Poisoning our own tree: how ham-handed “interrogations” sanctioned by the Bush Administration could set the 9/11 plotters free

For someone who doesn’t believe in capital punishment, I can be pretty inconsistent when it comes to the people responsible for 9/11. Personally, I yearn to reproduce for them the last moments of some of their victims who, their clothing on fire, leaped from 90th story windows of the World Trade Center to their deaths to escape the inferno in their offices.

In my heart of hearts I would wouldn’t mind seeing the 9/11 plotters taken up in a helicopter to a height of 90 stories, doused with kerosene, dangled from a rope, set on fire, and then dropped to some rocks or concrete below. I know better than actually to advocate this, and I do not advocate that you advocate this. Nevertheless, in the darkest and angriest recesses of my thoughts, I yearn to see an eye for an eye, a flame for a flame and a fall for a fall.

That said, if the rule of law still works in this country, the 9/11 plotters currently in custody not only may escape the death penalty but walk free as well. Thanks to the Bush administration’s stubborn and stupid reliance on waterboarding and possibly other forms of torture, they may be sent home to attempt another 9/11 all over again.

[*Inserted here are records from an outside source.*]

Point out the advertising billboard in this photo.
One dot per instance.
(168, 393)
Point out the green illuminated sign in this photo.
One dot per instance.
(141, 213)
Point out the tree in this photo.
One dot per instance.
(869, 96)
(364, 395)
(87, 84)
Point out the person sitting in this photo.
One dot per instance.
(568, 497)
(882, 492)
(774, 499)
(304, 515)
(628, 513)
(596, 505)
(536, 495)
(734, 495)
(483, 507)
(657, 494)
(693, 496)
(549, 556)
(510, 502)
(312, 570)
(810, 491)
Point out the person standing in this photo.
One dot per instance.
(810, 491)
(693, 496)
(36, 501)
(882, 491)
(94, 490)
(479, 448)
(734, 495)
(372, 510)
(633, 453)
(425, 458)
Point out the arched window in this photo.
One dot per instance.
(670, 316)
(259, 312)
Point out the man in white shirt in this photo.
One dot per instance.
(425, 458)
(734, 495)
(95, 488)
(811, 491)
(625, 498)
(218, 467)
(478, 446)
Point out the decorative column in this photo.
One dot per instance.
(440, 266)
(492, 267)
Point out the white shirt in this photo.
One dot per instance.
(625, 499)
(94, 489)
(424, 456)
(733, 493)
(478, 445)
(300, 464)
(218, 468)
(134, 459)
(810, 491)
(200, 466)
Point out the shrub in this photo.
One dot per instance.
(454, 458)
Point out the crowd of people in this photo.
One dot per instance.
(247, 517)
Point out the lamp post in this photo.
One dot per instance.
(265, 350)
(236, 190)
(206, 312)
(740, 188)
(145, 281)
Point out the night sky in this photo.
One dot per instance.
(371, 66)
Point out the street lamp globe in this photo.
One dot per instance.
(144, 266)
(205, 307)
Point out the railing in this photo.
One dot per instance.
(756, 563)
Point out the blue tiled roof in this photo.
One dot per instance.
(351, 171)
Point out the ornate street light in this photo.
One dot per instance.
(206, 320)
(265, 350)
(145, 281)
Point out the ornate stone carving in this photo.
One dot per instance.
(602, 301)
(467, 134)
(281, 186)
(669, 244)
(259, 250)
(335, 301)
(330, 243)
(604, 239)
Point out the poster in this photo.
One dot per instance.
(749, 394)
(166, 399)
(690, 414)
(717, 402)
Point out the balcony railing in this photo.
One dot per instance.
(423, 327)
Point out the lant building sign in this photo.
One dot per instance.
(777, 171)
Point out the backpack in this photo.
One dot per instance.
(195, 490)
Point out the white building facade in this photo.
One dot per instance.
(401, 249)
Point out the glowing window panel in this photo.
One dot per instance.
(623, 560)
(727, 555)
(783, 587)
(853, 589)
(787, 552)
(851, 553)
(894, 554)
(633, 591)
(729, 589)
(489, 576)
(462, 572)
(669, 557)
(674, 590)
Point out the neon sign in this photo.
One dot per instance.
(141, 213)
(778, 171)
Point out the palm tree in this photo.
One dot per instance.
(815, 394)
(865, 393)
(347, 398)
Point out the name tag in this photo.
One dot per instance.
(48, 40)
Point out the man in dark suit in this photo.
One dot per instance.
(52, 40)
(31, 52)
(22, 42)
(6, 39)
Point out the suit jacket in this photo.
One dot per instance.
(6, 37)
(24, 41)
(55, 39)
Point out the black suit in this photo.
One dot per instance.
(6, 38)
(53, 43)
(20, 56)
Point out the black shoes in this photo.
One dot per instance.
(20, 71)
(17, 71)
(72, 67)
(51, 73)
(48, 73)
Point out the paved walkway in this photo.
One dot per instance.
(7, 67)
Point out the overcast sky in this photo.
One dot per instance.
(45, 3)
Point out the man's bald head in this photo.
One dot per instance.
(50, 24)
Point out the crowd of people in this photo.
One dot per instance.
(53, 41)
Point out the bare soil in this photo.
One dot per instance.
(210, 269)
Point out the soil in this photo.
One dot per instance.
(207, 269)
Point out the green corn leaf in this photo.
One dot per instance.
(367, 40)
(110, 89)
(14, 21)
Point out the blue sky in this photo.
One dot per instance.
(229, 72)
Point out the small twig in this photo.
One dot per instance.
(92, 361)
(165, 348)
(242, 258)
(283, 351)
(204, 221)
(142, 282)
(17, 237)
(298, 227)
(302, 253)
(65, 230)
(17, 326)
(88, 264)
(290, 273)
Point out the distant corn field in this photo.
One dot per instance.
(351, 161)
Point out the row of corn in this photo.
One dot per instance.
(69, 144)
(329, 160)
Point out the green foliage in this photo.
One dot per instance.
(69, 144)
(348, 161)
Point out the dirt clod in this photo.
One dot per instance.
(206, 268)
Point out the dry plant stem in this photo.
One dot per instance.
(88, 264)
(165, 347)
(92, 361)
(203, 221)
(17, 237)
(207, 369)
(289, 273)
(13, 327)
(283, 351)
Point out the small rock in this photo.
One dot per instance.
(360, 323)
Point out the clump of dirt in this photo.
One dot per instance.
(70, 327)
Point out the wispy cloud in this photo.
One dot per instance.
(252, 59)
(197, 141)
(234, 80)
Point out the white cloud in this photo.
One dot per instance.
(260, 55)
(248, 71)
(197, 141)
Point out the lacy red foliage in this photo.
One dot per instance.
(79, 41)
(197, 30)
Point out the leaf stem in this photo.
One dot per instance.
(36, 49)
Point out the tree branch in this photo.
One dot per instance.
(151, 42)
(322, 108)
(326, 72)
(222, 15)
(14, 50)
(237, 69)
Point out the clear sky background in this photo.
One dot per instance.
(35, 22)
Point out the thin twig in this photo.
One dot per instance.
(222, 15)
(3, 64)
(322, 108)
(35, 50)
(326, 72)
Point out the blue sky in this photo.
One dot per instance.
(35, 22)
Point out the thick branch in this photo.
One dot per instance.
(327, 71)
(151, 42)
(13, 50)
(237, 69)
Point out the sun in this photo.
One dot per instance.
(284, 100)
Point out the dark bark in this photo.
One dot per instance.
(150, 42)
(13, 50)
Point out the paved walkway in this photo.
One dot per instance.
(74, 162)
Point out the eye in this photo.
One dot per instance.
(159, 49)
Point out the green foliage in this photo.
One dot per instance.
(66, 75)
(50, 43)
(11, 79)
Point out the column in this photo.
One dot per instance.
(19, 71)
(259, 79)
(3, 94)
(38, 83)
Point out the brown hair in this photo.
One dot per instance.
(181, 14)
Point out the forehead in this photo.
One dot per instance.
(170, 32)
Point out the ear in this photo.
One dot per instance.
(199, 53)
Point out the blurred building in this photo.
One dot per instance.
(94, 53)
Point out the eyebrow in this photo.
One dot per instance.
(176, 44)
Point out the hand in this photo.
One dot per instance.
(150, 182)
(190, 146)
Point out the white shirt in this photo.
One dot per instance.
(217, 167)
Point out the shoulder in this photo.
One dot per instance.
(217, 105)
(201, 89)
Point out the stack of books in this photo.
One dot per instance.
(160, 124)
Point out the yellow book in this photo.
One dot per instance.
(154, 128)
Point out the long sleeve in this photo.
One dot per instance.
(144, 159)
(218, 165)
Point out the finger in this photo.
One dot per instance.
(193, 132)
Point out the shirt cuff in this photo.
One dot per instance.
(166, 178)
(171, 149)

This all has to do with torture and a long-standing principle of law that “fruit from the poisoned tree” may not be introduced as evidence. In other words, any evidence obtained illegally, or any evidence found in a search prompted by illegally-obtained information, may not be used as in a trial. To do so violates constitutional law.

It has been known at least since 2004 that Khalid Shaikh Mohammed (left), one of the key 9/11 plotters in custody, was waterboarded.

Now, with charges finally being prepared against Mohammed, reportedly the mastermind of the 9/11 plot, and with the death penalty clearly on the table, a legal fight seems to be brewing that eventually may go all the way up to the Roberts Supreme Court.

When that finally happens, probably some years from now, it will be interesting to see which way the court goes. As we’ve just noted, Federal rules of evidence exclude not only evidence obtained under torture, but also otherwise-legitimate evidence found thanks to information provided by someone who was tortured.

How will the court decide? Will it set the bastards free? Or will it trash the Constitution and the Bill of Rights to bring the accused plotters to their deaths? Justice? Or freedom? To my knowledge America has never had to choose between them before.

Now, thanks to the Bush Administration’s cavalier attitude toward both, the future of American freedom as well as the future of these accused killers is in doubt.